À l'aide de ce programme, Thomas crée une forme abstraite pour chaque créature et la superpose à une série d'effets, choisis au fur et à mesure qu'il réfléchit à la couleur, aux nids, à l'habitat et même à la diète des oiseaux. De nombreuses animations se concentrent sur la coloration des oiseaux mâles, car ce sont souvent eux qui arborent les tons et les motifs les plus farfelus. Ensuite, il se nourrit de l'enregistrement des animaux, qui active certaines parties de ce cadre complexe, convertissant la séquence de sons en un éclat de couleur pulsant et déchirant. Bien que les cris d'oiseau soient clairement le son décrit, chaque tick et trille en arrière-plan de l'enregistrement influence la forme finale.
Un coq masculin vivant appelle un arbre en Amazonie. (Reynier Omena Junior)Chaque extrait de son, qui dure de quelques secondes à une demi-minute, peut durer des jours. "Il n'y a pas de bouton magique qui crée ce genre de choses. Je suis en train de sculpter ces choses au fur et à mesure, " dit Thomas.
Maintenant enfin terminé, "Visual Sounds of the Amazon" présente des formes abstraites représentant l'appel d'une gamme d'oiseaux amazoniens et de quelques insectes. La vidéo commence par un appel du transporteur de graines à ventre marron, un petit oiseau bleu-gris dont la poitrine est ornée d’une bande d’orange brûlée.

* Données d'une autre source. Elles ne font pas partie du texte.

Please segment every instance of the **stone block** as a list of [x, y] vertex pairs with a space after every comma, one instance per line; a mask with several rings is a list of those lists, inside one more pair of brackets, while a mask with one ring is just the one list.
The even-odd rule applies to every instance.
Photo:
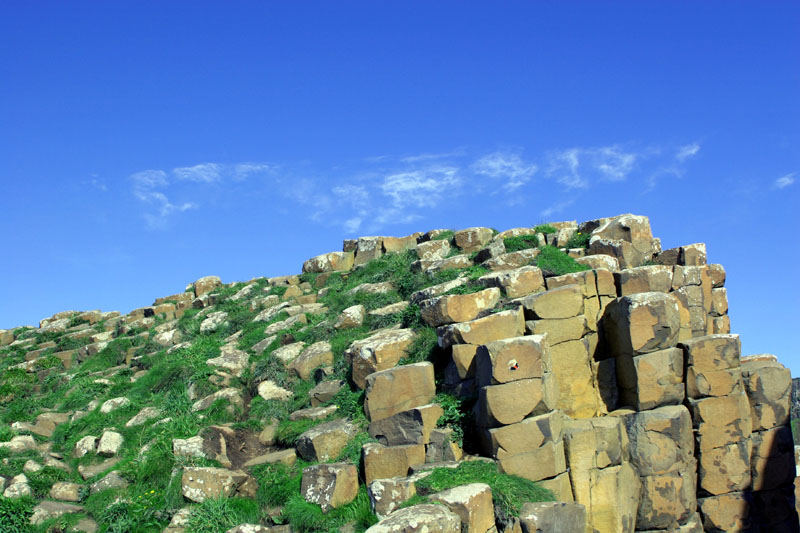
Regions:
[[358, 469], [346, 463], [319, 464], [303, 469], [300, 493], [323, 513], [352, 502], [358, 494]]
[[367, 376], [364, 411], [371, 421], [426, 405], [436, 395], [431, 363], [416, 363]]
[[478, 278], [485, 287], [499, 287], [508, 298], [521, 298], [545, 290], [544, 276], [539, 267], [524, 266], [501, 270]]
[[478, 347], [475, 365], [479, 387], [541, 378], [550, 371], [550, 347], [543, 335], [493, 341]]
[[521, 302], [526, 317], [532, 320], [570, 318], [583, 312], [583, 291], [579, 285], [565, 285], [531, 294]]
[[482, 387], [475, 404], [475, 420], [482, 427], [515, 424], [528, 415], [553, 410], [557, 398], [555, 380], [549, 375]]
[[526, 503], [519, 514], [523, 533], [576, 533], [586, 529], [586, 507], [579, 503]]
[[438, 296], [420, 303], [420, 315], [429, 326], [467, 322], [493, 308], [500, 301], [500, 289], [490, 287], [470, 294]]
[[352, 365], [353, 383], [363, 389], [367, 376], [397, 365], [414, 342], [416, 334], [411, 329], [384, 329], [366, 339], [353, 342], [345, 351], [345, 360]]
[[483, 318], [442, 326], [436, 330], [439, 346], [453, 344], [486, 344], [500, 339], [521, 337], [525, 334], [522, 308], [501, 311]]
[[492, 489], [485, 483], [461, 485], [430, 496], [461, 519], [462, 533], [495, 531]]
[[443, 414], [439, 404], [422, 405], [371, 422], [369, 434], [384, 446], [428, 444], [431, 431]]
[[667, 348], [616, 361], [619, 399], [637, 411], [679, 405], [684, 399], [683, 351]]
[[384, 446], [370, 442], [361, 449], [367, 484], [376, 479], [406, 477], [410, 467], [425, 463], [425, 445]]
[[614, 355], [636, 355], [671, 348], [678, 341], [677, 302], [661, 292], [622, 296], [603, 314], [603, 331]]

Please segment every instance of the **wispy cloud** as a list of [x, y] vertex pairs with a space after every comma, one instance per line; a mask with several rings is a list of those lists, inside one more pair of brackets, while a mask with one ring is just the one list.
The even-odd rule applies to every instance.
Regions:
[[475, 161], [472, 170], [479, 176], [503, 180], [502, 188], [513, 192], [530, 181], [537, 166], [524, 162], [518, 154], [494, 152]]
[[791, 174], [786, 174], [785, 176], [781, 176], [780, 178], [775, 180], [775, 182], [772, 184], [772, 188], [785, 189], [790, 185], [794, 185], [796, 174], [797, 174], [796, 172], [792, 172]]
[[699, 151], [700, 144], [687, 144], [678, 148], [678, 151], [675, 153], [675, 159], [678, 161], [686, 161], [687, 159], [691, 159], [692, 157], [696, 156], [697, 152]]

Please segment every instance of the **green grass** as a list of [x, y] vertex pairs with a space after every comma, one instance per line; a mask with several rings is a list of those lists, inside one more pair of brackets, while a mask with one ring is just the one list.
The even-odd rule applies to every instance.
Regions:
[[528, 248], [536, 248], [539, 246], [539, 240], [536, 235], [519, 235], [506, 237], [503, 239], [503, 244], [506, 246], [506, 252], [519, 252]]
[[577, 263], [555, 246], [543, 246], [541, 248], [541, 252], [536, 256], [536, 266], [542, 269], [545, 276], [561, 276], [589, 270], [588, 266]]
[[533, 231], [536, 233], [557, 233], [558, 229], [555, 226], [551, 226], [550, 224], [539, 224], [533, 228]]
[[258, 503], [246, 498], [213, 498], [192, 508], [188, 531], [193, 533], [225, 533], [239, 524], [258, 524], [261, 520]]
[[533, 481], [503, 474], [497, 465], [487, 461], [467, 461], [457, 468], [436, 468], [428, 477], [419, 480], [416, 487], [418, 493], [430, 495], [469, 483], [486, 483], [492, 488], [495, 511], [500, 518], [519, 516], [527, 502], [555, 500], [549, 490]]

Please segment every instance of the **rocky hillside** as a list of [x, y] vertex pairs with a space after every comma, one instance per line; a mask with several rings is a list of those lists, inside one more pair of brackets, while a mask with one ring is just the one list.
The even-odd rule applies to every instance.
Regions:
[[724, 283], [622, 215], [0, 330], [0, 531], [797, 531], [791, 377]]

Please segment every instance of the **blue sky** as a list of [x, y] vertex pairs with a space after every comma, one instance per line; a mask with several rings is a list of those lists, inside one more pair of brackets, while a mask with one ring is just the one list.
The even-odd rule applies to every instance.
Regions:
[[0, 327], [648, 215], [800, 375], [797, 2], [4, 2]]

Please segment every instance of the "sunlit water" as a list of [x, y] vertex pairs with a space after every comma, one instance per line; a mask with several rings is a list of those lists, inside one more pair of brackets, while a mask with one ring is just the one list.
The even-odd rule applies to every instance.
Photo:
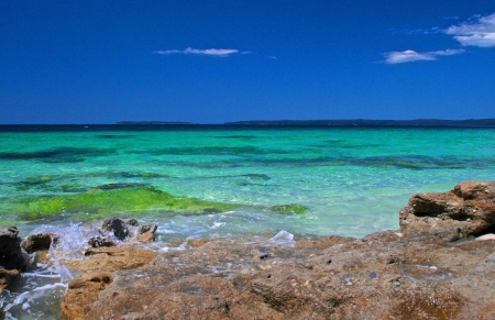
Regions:
[[[0, 132], [0, 223], [18, 225], [22, 236], [55, 231], [72, 240], [53, 250], [50, 265], [23, 274], [6, 293], [0, 304], [8, 318], [58, 317], [48, 309], [58, 310], [59, 299], [46, 310], [35, 306], [43, 293], [63, 296], [74, 275], [59, 267], [67, 253], [57, 251], [78, 258], [91, 233], [82, 224], [95, 216], [156, 223], [155, 250], [187, 238], [248, 239], [280, 230], [364, 236], [397, 229], [398, 211], [415, 192], [495, 177], [493, 129], [103, 129]], [[112, 212], [108, 203], [103, 210], [98, 201], [61, 211], [33, 207], [109, 184], [234, 206], [188, 212], [128, 199], [136, 202], [130, 212]], [[305, 210], [271, 209], [279, 205]]]

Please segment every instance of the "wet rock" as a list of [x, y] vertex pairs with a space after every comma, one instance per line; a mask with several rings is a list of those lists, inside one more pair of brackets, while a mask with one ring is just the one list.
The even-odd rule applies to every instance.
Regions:
[[31, 266], [30, 255], [21, 247], [16, 227], [0, 227], [0, 267], [25, 271]]
[[19, 271], [16, 269], [8, 271], [3, 267], [0, 267], [0, 294], [3, 293], [3, 289], [9, 286], [18, 275]]
[[140, 246], [122, 245], [90, 249], [86, 252], [86, 256], [85, 260], [66, 264], [81, 276], [73, 279], [68, 285], [61, 306], [65, 319], [85, 319], [85, 313], [98, 299], [100, 291], [113, 280], [113, 272], [143, 266], [153, 261], [156, 254]]
[[446, 241], [479, 236], [494, 228], [494, 211], [495, 183], [466, 181], [448, 192], [413, 196], [400, 211], [400, 231], [425, 231]]
[[116, 246], [117, 243], [111, 241], [109, 238], [101, 238], [101, 236], [95, 236], [89, 239], [88, 244], [92, 247], [100, 247], [100, 246]]
[[[120, 241], [138, 241], [150, 243], [155, 241], [154, 233], [157, 230], [157, 225], [154, 223], [142, 224], [138, 222], [134, 218], [131, 219], [120, 219], [117, 217], [107, 218], [102, 222], [102, 229], [106, 231], [113, 232], [113, 235]], [[110, 246], [112, 242], [106, 234], [100, 239], [91, 239], [90, 245], [94, 247], [98, 246]]]
[[113, 232], [117, 239], [124, 240], [129, 236], [127, 223], [117, 217], [110, 217], [103, 220], [102, 229]]
[[31, 234], [28, 239], [21, 242], [21, 247], [28, 253], [33, 253], [40, 250], [48, 250], [53, 242], [56, 242], [59, 236], [55, 233], [37, 233]]
[[16, 227], [0, 227], [0, 257], [15, 254], [21, 239], [18, 236], [19, 230]]
[[138, 229], [138, 233], [135, 235], [135, 239], [139, 242], [153, 242], [155, 241], [155, 232], [158, 229], [158, 227], [154, 223], [151, 224], [143, 224]]
[[195, 240], [142, 264], [119, 247], [89, 250], [69, 266], [86, 272], [63, 309], [81, 319], [492, 319], [495, 240], [450, 242], [458, 228], [492, 229], [488, 194], [492, 183], [416, 195], [400, 232], [364, 239]]

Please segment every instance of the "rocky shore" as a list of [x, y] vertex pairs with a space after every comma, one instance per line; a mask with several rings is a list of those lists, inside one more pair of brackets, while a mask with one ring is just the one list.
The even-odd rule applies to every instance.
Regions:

Le visuel de Thomas est une bande de rouge-orange, chaque twitter rapide étant accompagné d'un éclair blanc, gris ou noir, rappelant les ailes qui battent. La forme évolue presque plus rapidement que l'œil ne peut le saisir pour suivre les changements rapides de l'appel.
La pièce se termine sur la chanson du musicien Wren, un oiseau brun-orange tacheté de noir et de blanc. La visualisation de Thomas semble jouer le son étrange et futuriste de l'oiseau. Les formes abstraites dansent autour d'un petit orbe rougeoyant alors que des impulsions lumineuses d'un bleu éclatant s'intensifient avec l'appel. La vidéo est actuellement projetée à Render, un festival à Lima, au Pérou.
Thomas espère faire équipe avec des organisations de protection de la nature et se rendre ailleurs, afin de pouvoir mieux entendre les bruits de la nature. Mais il est tellement absorbé par le projet que beaucoup plus de planification doit être faite pour que ces voyages deviennent une réalité.
"Je dois m'éloigner de mes ordinateurs et être occupé", plaisante-t-il.